The scene when Jessica Wongso was forbidden from doing an interview in prison became trending on the internet, however Ministry of Law representation, Rika Aprianti, said that they did not received an interview permission from the film crew. A claim that was later heavily questioned as impossible by netizens. Mirna's father, Edi Darmawan Salihin, had received a major spotlight due to this film with few people discussing his own controversy, such as: womanizing, keeping a bottle of cyanide, and insulting Wongso's personality which his employees added that his personality changed after Mirna's death and resulted in massive layoffs of his employees. Indonesian internet users also highlighted the appearance of Ferdy Sambo, a police officer who murdered Brigadir Nofriansyah Yosua Hutabarat, in the documentary. Krishna Murti who at that time held the case became viral again after Wongso said that she was forced to admit to killing Mirna and sign a warrant for her arrest. Otto Hasibuan, a lawyer who at that time defended Wongso, said that he had told her to apply for clemency on the condition that she admit to be guilty, but this was rejected by Wongso who said that she would never admit a mistake that she did not commit and would rather choose imprisonment.
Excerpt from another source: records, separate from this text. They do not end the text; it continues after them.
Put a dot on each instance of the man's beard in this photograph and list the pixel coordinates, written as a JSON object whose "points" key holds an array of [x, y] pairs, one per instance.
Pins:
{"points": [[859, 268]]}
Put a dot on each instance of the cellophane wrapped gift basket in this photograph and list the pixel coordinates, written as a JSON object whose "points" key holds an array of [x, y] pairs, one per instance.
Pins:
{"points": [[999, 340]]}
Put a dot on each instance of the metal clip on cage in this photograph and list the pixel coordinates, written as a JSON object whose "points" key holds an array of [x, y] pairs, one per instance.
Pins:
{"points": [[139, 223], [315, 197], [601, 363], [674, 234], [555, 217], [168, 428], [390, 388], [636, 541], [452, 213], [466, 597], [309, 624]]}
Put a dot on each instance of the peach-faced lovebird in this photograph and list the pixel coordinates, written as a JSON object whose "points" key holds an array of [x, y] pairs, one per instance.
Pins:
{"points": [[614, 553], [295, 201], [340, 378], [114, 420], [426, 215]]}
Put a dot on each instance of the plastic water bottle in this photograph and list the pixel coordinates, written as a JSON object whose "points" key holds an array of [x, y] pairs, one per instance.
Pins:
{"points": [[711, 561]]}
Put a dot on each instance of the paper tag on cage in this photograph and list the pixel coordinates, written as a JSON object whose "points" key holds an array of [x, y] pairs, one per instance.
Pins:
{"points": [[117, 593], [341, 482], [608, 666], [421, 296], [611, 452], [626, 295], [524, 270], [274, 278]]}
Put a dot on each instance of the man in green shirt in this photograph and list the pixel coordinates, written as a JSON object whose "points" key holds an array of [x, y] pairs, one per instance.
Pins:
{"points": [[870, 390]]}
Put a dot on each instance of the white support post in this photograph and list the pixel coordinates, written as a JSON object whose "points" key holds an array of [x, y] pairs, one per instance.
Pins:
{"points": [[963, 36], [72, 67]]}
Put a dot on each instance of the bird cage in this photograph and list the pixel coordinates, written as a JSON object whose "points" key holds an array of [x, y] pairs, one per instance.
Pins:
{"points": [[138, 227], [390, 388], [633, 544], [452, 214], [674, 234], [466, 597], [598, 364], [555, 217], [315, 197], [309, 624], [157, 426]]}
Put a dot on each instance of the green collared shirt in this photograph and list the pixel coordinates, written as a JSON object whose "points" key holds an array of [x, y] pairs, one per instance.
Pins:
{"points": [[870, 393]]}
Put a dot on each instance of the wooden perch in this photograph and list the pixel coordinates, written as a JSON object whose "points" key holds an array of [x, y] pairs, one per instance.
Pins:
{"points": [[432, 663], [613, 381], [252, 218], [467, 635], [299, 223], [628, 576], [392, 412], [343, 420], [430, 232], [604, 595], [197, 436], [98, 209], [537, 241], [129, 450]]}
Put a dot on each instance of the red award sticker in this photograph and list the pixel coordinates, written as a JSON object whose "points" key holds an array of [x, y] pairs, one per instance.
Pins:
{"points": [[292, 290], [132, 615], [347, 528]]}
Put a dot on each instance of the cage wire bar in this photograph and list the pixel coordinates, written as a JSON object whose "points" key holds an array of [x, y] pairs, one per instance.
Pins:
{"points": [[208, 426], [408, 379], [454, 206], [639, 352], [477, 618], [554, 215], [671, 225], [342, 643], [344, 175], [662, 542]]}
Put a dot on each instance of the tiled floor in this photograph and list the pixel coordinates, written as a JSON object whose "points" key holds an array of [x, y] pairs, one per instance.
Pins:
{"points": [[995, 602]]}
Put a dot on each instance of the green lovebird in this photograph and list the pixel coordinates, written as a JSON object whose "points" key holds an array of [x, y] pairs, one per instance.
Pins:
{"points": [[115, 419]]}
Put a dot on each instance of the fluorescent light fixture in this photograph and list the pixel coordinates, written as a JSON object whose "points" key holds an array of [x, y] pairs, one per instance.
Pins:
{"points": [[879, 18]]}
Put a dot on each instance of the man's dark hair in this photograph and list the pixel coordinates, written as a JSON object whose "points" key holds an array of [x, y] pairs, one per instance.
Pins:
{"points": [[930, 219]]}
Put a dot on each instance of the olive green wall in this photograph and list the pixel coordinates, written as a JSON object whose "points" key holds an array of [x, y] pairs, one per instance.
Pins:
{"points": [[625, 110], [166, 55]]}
This resulted in public speculation that Jessica Wongso was not the killer and was forcibly imprisoned. The speculation later was countered by Edward "Eddy" Omar Sharif Hiariej, a professor at Faculty of Law of Gadjah Mada University and expert witness at the trial of the case, who said that Jessica is clearly the murderer by including evidence from 9 CCTV recordings and two expert witnesses. He also added that due to the possibility theory that he used along with I Made Gelgel to find out when the cyanide was put into the glass, he stated that all the witnesses were in the same place and only saw Jessica near the coffee. During a podcast with Denny Sumargo, Eddy explained the reason Wongso wasn't allowed to do an interview is because there is some kind of requirement for interviewing prisoners, especially security factors, and speculated that something was violated during the interview.